Lo que Gabriel Lima instauró en su casa fue, en realidad, una alegoría al régimen fascista, con una figura mesiánica asumiéndose la encarnación del espíritu del grupo que encabeza, ejerciendo su mando a través de la represión, la violencia e inoculando conceptos en sus miembros que validan tanto el esquema que los apresa como las decisiones que en él se toman. Casi 50 años después de su estreno en cines, el planteamiento y la postura de Arturo Ripstein han cobrado una rotunda relevancia.

Ya hace unos años, en el terreno cinematográfico -entre otros ejemplos-, primero surgió el filme griego Kynodontas (Canino, 2009), del hoy internacionalmente aclamado Yorgos Lanthimos, e incluso el mexicano Maquinaria Panamericana (2016), de Joaquín del Paso que, es notorio, abrevan de la obra de Ripstein. El formidable filme de Lanthimos como punto de partida hacia un desquiciado, delirante y sofisticado absurdo que a través de la deconstrucción del lenguaje (a partir del que conocemos) intenta reinventar la noción de realidad, sus códigos y revestimientos, al interior de una familia confinada adentro de una casa.
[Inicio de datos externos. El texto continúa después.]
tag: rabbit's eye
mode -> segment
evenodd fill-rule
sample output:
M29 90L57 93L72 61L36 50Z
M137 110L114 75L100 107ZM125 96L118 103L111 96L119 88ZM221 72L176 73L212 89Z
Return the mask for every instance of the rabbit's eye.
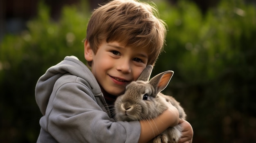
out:
M145 94L144 95L143 95L143 100L148 100L148 95L147 94Z

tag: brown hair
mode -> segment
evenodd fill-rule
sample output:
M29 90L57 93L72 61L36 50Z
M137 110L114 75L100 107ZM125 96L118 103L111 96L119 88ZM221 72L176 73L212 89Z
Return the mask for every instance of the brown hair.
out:
M86 39L94 54L105 40L146 48L149 53L147 64L153 65L164 43L165 26L152 5L134 0L114 0L93 11ZM88 64L91 66L91 62Z

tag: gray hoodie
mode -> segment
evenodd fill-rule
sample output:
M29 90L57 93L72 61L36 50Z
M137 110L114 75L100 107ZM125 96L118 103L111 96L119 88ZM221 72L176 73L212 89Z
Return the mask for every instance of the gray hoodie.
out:
M36 100L43 116L38 143L136 143L138 121L115 122L87 67L67 56L38 79Z

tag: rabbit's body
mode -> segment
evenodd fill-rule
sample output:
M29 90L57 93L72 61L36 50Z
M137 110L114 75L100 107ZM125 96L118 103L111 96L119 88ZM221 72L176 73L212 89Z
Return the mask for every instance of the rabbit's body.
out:
M167 109L168 104L170 103L178 109L180 118L185 119L186 114L180 103L173 97L160 92L168 85L173 72L162 73L148 81L152 68L150 66L147 67L144 70L149 71L144 71L137 81L132 81L127 86L124 94L117 97L115 102L117 121L154 118ZM182 129L180 125L169 127L153 141L155 143L177 143Z

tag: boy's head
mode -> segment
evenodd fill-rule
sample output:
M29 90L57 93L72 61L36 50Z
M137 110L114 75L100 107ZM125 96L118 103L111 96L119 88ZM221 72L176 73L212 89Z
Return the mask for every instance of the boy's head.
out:
M125 46L145 48L147 64L153 65L164 43L165 23L158 11L145 3L114 0L95 9L88 24L86 39L96 54L103 40L116 41ZM92 62L88 64L91 66Z

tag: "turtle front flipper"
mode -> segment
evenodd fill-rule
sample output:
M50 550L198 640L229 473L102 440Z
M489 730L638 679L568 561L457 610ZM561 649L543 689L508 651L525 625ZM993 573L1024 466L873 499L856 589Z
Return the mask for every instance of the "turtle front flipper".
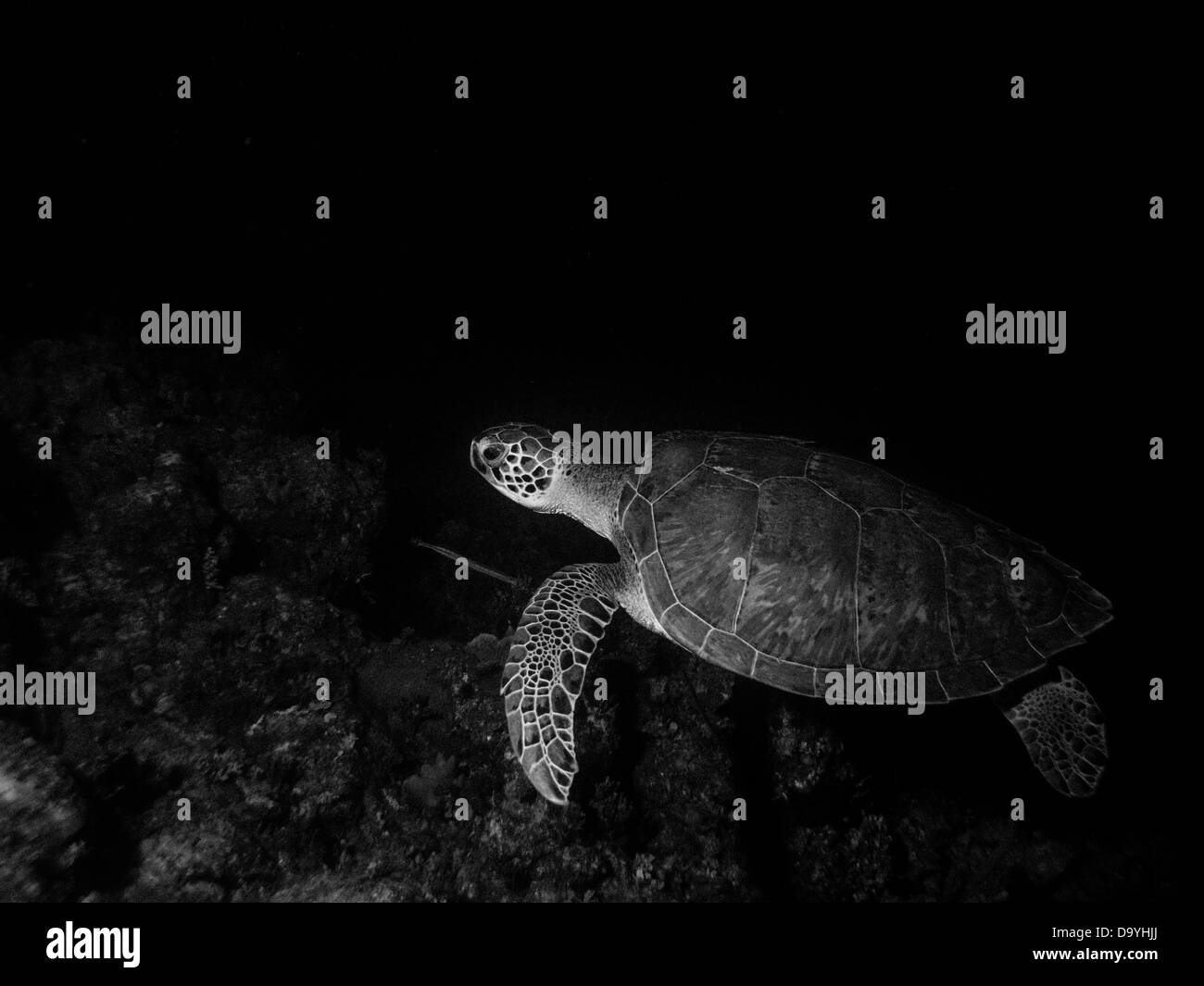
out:
M1104 773L1104 716L1087 686L1066 668L1060 681L1029 689L1014 704L997 702L1037 769L1063 795L1093 795Z
M548 579L523 612L502 672L514 755L554 804L568 802L577 773L573 705L585 666L619 608L620 578L618 565L571 565Z

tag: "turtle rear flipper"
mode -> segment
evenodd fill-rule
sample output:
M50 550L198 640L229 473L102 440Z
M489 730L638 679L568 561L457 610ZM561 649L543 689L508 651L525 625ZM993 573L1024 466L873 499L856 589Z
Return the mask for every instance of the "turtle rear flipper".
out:
M1063 795L1093 795L1104 773L1104 716L1087 686L1066 668L1060 681L1029 689L1003 714L1028 748L1037 769Z
M502 672L514 755L553 804L568 802L577 773L573 705L619 608L620 578L618 565L571 565L548 579L523 612Z

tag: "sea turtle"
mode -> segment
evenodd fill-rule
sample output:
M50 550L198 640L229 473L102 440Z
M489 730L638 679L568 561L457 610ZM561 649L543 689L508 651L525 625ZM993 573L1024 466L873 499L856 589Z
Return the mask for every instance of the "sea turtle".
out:
M1055 789L1096 790L1103 716L1047 661L1106 624L1111 604L1040 545L810 442L672 432L633 466L573 461L562 436L502 425L470 450L508 498L568 514L619 550L539 586L502 673L514 752L548 801L567 802L573 705L620 606L797 695L824 697L850 668L923 672L928 702L993 693Z

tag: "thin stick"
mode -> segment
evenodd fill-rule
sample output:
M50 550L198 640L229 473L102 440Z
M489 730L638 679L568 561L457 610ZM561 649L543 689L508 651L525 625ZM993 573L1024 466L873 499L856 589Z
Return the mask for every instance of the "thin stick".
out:
M452 559L452 561L460 561L460 559L464 559L464 555L453 551L450 548L439 548L438 544L427 544L425 541L419 541L417 537L412 537L409 539L409 543L415 544L419 548L430 548L436 554L443 555L443 557L445 559ZM489 575L489 578L497 579L498 581L504 581L507 585L519 584L519 580L513 575L507 575L504 572L498 572L496 568L490 568L486 565L480 565L473 561L472 559L464 559L464 560L468 562L468 567L473 572L480 572L480 574Z

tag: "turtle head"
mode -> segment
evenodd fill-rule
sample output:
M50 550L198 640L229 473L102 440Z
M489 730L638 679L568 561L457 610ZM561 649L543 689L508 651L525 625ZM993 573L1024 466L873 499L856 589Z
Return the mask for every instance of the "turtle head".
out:
M468 449L468 461L498 492L532 510L555 503L560 456L553 433L538 425L486 429Z

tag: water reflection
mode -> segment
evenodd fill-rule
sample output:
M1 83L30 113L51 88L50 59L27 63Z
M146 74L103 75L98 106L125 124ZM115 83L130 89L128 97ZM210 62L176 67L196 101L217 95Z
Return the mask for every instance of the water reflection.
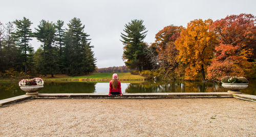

El trabajo de Joaquín, también desde un aislamiento del mundo exterior en una fábrica, como ácida mirada a las relaciones colectivas dentro del ámbito laboral, la sublimación del ‘godinismo’, pero también incorporando el desdoblamiento de lecturas políticas.  

La historia planteada en El Castillo de la pureza y las resonancias simbólicas que vocifera con ahínco han encontrado en este atribulado año 2020 el aposento perfecto para desplegar todo el vigor del discurso de Ripstein, dentro de la formalidad de una ingeniosa puesta en escena (ejecutada en conjunto con el cinefotógrafo Alex Phillips, quien trabajó con Buñuel) que pese a exprimir todos los rincones del limitado espacio, logra imponer en el espectador un sofocamiento existencial con el que hoy todos, en todo el mundo, nos identificamos en buena medida; y con el que los mexicanos, en particular, desgraciadamente nos sentimos terriblemente familiarizados. Valga la expresión.